Подъём к перевалу, ведущему в долину, занял всё светлое время суток, и заночивать путникам пришлось на отроге горы, Кобольд чувствовал себя прекрасно, переругивался с горным эхом, выясняя кто начальник, в кармане бриджей у него оказался фунфырик с настойкой боярышника, который он с большим удовольствием употребил, и благодаря высоте напиток ударил ему в голову с тройной силой, после, он справил малую нужду в пропасть, стоя у самого края и покачиваясь, ибо считал, что нет большей в мире красоты, чем ссать с огромной высоты.
Принцесса же с Зайцем страдали от высотной болезни, и если, Закатиглазка держалась, благодаря закалке, то Зайца гипоксия совсем доконала, он валялся, как мешок с требухой, стонал и пускал слюни.
Принцесса руками, благо имела железные пальцы, тренерованые на погрузке угля пригоршнями, вырыла углубление, что бы спрятаться от ветра и ночного холода, и забралась в него, держа на руках Зайца завёрнутого в передник.
Кобольд заснул, завалившись меж двух валунов, и испускал богатырский храп, повторяемый эхом, до самого рассвета.
На второй день начался спуск и Заяц, уже, смог самостоятельно идти, не держась за юбку Принцессы.

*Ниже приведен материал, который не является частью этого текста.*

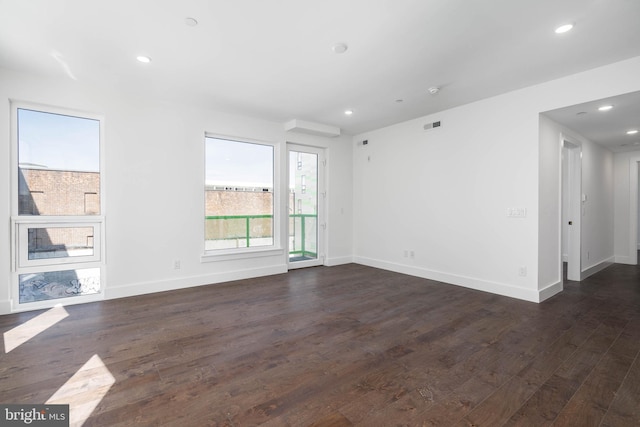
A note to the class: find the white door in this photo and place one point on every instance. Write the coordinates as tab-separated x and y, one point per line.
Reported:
305	205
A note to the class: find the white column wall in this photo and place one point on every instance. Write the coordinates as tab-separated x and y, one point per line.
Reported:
444	193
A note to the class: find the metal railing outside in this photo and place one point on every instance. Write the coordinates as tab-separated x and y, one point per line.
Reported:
243	232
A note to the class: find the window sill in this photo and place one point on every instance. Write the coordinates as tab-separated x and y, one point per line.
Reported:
232	255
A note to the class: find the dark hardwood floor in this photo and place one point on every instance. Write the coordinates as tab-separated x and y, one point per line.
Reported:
340	346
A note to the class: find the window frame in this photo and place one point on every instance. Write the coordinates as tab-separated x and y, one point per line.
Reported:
230	254
20	265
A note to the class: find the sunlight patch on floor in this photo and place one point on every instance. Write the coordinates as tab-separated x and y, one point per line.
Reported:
23	333
84	390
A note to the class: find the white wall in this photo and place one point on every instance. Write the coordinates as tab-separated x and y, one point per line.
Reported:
444	193
154	185
626	206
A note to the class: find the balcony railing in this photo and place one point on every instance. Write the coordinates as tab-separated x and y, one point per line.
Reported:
254	230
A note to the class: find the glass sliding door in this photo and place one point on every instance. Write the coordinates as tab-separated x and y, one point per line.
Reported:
305	206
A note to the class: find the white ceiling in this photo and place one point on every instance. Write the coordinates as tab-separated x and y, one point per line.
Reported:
273	58
607	128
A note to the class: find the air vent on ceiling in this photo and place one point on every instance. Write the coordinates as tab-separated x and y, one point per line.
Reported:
433	125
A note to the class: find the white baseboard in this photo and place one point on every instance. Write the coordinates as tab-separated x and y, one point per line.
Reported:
453	279
623	259
142	288
590	271
331	262
549	291
5	307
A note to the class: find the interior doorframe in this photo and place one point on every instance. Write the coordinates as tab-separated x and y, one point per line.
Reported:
634	177
322	199
573	150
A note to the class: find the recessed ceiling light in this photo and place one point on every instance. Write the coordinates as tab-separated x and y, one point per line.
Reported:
339	48
564	28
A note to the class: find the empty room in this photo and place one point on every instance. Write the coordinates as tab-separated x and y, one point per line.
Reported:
320	213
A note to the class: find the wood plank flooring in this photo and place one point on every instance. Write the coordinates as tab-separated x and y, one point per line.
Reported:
342	346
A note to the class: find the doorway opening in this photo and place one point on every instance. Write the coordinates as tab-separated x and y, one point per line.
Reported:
306	206
571	199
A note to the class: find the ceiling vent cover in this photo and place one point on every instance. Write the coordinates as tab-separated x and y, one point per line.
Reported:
433	125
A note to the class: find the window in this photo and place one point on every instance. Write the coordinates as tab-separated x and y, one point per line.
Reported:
239	195
57	220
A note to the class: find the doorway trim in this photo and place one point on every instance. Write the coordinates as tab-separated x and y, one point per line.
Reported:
573	150
634	167
321	226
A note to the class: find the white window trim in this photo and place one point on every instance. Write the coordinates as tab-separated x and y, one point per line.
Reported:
21	225
26	220
216	255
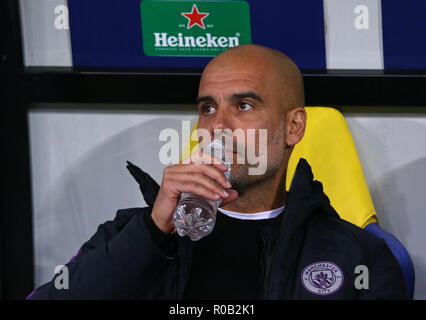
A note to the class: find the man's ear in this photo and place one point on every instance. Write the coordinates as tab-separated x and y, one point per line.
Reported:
295	125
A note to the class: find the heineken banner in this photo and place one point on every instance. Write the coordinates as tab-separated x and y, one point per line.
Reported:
184	33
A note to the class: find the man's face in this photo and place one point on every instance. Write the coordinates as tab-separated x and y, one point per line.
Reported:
244	96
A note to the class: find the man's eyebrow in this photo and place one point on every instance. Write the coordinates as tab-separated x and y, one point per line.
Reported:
204	99
249	94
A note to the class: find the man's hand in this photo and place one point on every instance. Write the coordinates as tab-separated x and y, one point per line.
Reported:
202	177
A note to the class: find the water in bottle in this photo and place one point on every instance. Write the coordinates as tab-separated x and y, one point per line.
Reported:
195	216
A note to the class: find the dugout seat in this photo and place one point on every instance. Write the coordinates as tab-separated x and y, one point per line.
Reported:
329	148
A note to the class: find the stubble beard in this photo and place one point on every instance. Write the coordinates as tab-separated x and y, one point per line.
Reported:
240	178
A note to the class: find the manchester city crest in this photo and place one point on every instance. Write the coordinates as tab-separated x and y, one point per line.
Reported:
322	278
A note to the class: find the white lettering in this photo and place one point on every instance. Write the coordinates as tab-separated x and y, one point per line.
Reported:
62	20
361	21
160	41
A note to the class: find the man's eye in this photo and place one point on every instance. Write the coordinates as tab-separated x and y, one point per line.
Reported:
244	107
209	110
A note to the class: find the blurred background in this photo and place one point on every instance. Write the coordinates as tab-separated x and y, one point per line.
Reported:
85	88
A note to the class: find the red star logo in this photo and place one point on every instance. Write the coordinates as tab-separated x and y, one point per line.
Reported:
195	17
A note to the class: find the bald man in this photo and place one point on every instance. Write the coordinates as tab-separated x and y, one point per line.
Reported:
267	243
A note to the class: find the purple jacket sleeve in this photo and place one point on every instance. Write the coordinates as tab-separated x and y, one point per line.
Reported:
122	260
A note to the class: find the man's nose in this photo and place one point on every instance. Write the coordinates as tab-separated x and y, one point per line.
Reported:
220	120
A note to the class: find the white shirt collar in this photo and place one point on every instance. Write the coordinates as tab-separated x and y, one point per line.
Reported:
253	216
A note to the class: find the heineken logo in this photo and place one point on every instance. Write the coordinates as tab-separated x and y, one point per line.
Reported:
193	28
195	17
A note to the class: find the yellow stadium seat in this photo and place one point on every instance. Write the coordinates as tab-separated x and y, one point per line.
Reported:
329	148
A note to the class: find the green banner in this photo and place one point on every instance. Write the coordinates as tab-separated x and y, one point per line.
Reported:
193	28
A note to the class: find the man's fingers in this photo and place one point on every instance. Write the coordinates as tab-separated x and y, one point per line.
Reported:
196	188
201	179
233	195
208	170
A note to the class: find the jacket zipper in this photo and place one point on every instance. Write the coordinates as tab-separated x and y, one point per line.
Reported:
268	277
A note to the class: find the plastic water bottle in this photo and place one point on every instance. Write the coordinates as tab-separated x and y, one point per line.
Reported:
195	216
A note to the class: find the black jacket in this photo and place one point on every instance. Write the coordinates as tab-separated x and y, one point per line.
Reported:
310	254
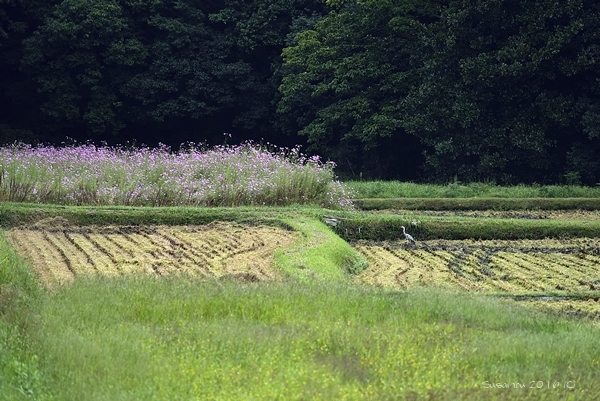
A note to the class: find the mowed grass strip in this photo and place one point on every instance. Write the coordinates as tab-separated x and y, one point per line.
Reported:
387	226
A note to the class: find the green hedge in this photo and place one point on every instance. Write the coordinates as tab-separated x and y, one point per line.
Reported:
380	227
479	204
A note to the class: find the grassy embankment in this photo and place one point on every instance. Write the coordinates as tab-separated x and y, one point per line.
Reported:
313	336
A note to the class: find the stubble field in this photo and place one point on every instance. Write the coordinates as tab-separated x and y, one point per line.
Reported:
59	251
561	275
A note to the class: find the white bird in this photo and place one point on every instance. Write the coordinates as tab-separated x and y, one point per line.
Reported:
331	221
408	237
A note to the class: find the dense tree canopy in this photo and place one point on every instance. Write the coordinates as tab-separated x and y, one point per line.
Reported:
430	90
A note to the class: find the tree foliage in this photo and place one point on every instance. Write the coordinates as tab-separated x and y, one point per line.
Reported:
346	79
506	88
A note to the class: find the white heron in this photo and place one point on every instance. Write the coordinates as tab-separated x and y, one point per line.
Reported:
409	238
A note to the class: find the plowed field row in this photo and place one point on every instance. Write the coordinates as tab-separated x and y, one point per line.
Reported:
506	266
217	249
544	268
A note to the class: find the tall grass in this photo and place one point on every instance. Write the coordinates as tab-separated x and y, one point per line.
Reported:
397	189
20	293
246	174
151	339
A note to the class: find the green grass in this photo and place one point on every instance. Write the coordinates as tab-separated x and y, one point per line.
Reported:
396	189
156	339
385	226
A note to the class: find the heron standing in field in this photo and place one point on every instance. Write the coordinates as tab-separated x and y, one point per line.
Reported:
409	238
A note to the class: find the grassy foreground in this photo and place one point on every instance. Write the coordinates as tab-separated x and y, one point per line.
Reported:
179	339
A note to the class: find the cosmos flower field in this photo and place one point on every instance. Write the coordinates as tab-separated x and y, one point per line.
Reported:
196	175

К полудню они достигли перевала, и замерли, восхищённые открывшимся видом, их взорам предстала долина покрытая голубой дымкой, вся утопающая в зелени, перерезанная линиями рек, берущих начало от многоуровневых водопадов, рёв которых доносился до слуха золотоискателей.
— А где же выжженная земля? — тихо спросил Заяц.
— Так говорили по телевизору, — так же тихо ответил Кобольд — так что это вполне могло быть, просто, получилось наоборот.
Заяц посмотрел на Кобольда непонимающими глазами.
— Ну не был я здесь, — признался Кобольд — зато много слыхал про эти места.
— Выходит, что и про туташнею ведьму, ты, тоже, только, слыхал? — теперь спрашивала Закатиглазка.
— Ясно, что, только, слыхал, — огрызнулся Кобольд — если бы я её видел лично, как бы я выжил?
— Понятно, — констатировала Принцесса, и они продолжили спускаться.
Через два часа, они, наконец, вошли в долину, зелёный, пушистый травяной ковёр как — будто сам понёс их, совершенно лишив усталости ноги, птицы заливались пеньем на тысячи голосов, воздух был наполнен ароматами полевых цветов и разнотравья.
— Персики! — заорал Заяц, тыча пальцем на рощицу из невысоких деревьев, ветви которых стелились по самой земле, и, действительно, были усеяны большущими оранжево — красными плодами.
Кобольд с Зайцем наперегонки побежали в рощу.
Заяц жадно грыз персики, обливаясь соком, несрывая, прямо с веток. Кобольд же, надкусывал фрукты и выбрасывал.